|Quoting parapente (Thread starter):|
If so they must be enjoying some significant improvements in economy and reliability over the past few years - and indeed the next couple.Or are they in some way "too different"
While the CFM56-5B on the 320 and the CFM56-7B on the 737NG are not very different (apart from the fan), then the CFM56-5C on the 340 is a rather different animal.
It is for instance some 66% heavier - 8,800 lbs vs 5,250 lbs for the -5B and -7B. It also has by far the biggest fan of all CFM56 versions.
While some -5B and -5C versions are rated at rather similar takeoff thrust, the the -5C has much higher thrust rating for climb and cruise at altitude.
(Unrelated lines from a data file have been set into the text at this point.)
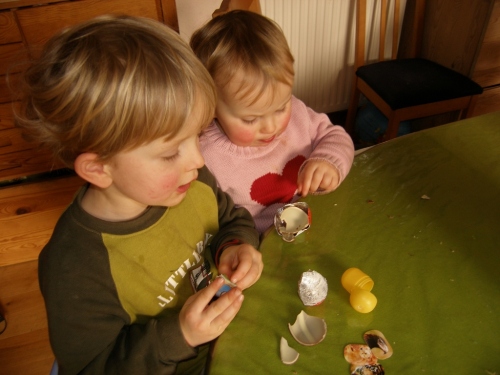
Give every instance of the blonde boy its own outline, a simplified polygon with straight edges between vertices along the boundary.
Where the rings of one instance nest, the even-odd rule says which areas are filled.
[[[221,188],[253,215],[259,232],[276,210],[336,189],[354,145],[340,126],[292,95],[293,56],[272,20],[248,11],[217,16],[191,38],[217,87],[202,154]]]
[[[18,125],[88,182],[39,258],[59,373],[199,374],[262,271],[203,167],[210,76],[168,27],[109,16],[55,36],[24,83]],[[194,293],[191,272],[215,266],[238,287],[210,304],[222,280]]]

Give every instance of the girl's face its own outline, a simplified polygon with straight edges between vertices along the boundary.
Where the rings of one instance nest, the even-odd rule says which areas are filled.
[[[252,103],[255,93],[250,93],[249,98],[238,98],[244,79],[242,75],[238,77],[223,92],[219,90],[215,113],[219,125],[237,146],[267,146],[285,131],[290,121],[292,87],[279,82],[274,89],[266,88]]]

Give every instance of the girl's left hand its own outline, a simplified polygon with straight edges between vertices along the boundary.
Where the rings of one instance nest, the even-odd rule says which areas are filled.
[[[317,191],[329,193],[337,188],[339,182],[339,172],[332,164],[323,160],[310,160],[299,173],[297,192],[302,197]]]

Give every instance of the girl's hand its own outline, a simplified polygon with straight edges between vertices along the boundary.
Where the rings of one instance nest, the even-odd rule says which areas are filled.
[[[323,160],[310,160],[299,173],[297,191],[303,197],[318,190],[329,193],[339,182],[339,172],[332,164]]]

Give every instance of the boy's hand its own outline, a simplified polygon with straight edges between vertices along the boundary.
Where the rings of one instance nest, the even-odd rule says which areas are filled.
[[[303,197],[318,190],[330,192],[339,181],[339,172],[333,165],[323,160],[310,160],[299,173],[297,190]]]
[[[181,309],[181,331],[192,347],[219,337],[241,308],[243,294],[239,288],[231,289],[210,303],[223,284],[222,278],[216,278],[209,286],[189,297]]]
[[[252,286],[262,274],[262,254],[249,244],[226,248],[219,260],[219,273],[226,275],[238,288]]]

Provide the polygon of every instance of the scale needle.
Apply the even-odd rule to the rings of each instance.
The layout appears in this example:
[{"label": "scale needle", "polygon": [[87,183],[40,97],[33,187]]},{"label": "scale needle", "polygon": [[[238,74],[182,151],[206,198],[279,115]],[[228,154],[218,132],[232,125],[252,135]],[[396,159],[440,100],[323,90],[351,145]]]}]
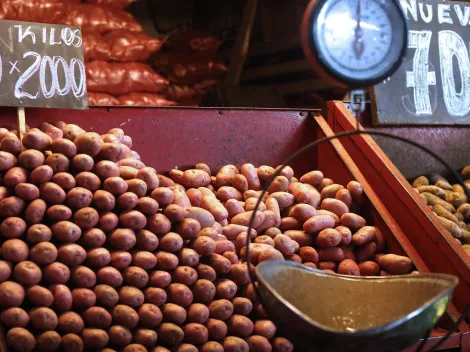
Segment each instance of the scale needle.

The few dozen CFM56 variants can be grouped into three groups:
1. The old ones, -2, -3 and -5A
2. The much reworked and improved ones (first certification 1994), -5B and -7B
3. The bigger, heavier and more powerful one (first certification 1991), -5C.
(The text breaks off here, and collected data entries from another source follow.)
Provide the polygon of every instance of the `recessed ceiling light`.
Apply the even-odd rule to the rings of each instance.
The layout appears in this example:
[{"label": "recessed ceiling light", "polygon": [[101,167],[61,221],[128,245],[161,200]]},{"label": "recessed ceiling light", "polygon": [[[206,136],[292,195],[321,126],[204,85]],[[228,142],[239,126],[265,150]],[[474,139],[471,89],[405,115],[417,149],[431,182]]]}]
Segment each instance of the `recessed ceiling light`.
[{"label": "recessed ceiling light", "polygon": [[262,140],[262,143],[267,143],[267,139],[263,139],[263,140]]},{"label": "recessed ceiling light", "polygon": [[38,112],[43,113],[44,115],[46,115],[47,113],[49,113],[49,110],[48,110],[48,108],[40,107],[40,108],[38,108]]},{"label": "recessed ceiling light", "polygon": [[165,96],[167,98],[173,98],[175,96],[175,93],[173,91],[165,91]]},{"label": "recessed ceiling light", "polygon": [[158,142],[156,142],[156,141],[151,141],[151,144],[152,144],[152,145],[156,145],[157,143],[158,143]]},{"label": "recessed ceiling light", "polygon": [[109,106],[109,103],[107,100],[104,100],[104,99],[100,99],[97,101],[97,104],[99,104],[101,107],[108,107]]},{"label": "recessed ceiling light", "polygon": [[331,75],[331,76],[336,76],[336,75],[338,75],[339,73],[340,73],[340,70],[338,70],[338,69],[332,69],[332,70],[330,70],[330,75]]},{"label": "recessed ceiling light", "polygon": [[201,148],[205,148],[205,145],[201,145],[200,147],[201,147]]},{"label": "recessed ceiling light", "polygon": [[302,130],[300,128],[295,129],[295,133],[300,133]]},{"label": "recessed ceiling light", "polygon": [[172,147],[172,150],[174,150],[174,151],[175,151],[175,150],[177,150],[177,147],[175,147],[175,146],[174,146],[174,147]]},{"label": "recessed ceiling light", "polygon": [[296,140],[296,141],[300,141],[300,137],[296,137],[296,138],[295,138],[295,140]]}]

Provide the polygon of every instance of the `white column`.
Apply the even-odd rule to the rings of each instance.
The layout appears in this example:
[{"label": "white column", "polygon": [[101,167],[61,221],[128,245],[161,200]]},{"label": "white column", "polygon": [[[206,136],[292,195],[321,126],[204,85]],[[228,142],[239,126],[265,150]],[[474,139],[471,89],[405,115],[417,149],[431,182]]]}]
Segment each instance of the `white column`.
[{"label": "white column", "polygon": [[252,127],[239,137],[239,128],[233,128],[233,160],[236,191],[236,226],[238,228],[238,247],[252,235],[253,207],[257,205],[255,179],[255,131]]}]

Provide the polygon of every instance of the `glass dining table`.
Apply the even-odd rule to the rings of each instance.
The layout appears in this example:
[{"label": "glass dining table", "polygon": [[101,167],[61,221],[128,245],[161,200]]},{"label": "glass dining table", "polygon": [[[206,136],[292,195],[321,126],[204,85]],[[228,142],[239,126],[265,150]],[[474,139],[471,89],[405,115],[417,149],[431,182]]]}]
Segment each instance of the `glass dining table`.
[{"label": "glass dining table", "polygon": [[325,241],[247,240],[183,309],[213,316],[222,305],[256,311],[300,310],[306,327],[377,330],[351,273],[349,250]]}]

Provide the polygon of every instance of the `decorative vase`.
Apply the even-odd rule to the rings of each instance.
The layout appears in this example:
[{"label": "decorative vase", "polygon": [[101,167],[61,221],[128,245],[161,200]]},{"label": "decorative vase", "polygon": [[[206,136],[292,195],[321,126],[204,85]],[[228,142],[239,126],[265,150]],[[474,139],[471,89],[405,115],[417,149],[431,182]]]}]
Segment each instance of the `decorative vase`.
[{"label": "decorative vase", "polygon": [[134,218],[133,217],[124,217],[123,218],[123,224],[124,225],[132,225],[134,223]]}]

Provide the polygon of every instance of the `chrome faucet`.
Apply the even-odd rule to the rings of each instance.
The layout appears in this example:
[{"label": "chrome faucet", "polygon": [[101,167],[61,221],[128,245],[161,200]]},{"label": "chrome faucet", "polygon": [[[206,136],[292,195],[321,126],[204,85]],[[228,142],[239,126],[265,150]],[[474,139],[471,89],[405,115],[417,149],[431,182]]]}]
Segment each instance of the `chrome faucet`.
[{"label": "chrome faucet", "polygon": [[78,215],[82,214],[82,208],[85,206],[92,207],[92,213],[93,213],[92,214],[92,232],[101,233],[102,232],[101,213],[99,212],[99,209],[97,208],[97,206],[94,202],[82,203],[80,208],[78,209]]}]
At the end of the day hardware updates on the -5B and -7B will hardly be directly transferable to the -5C. But since all CFM56 engines share the same basic design philosophy, then improvements may over time find their way to all versions the same way as RR Trent 1000 (B787) design details are these days planned to be implimented on Trent 700 and 900 engines on A330 and A380, also as update kits.
Creation of the -5C in 1987-1991 was in fact the major "revolution" in CFMI engine design. The smaller -5B and -7B owes a lot of design details to the several years earlier -5C. But no more than that, they are very different animals.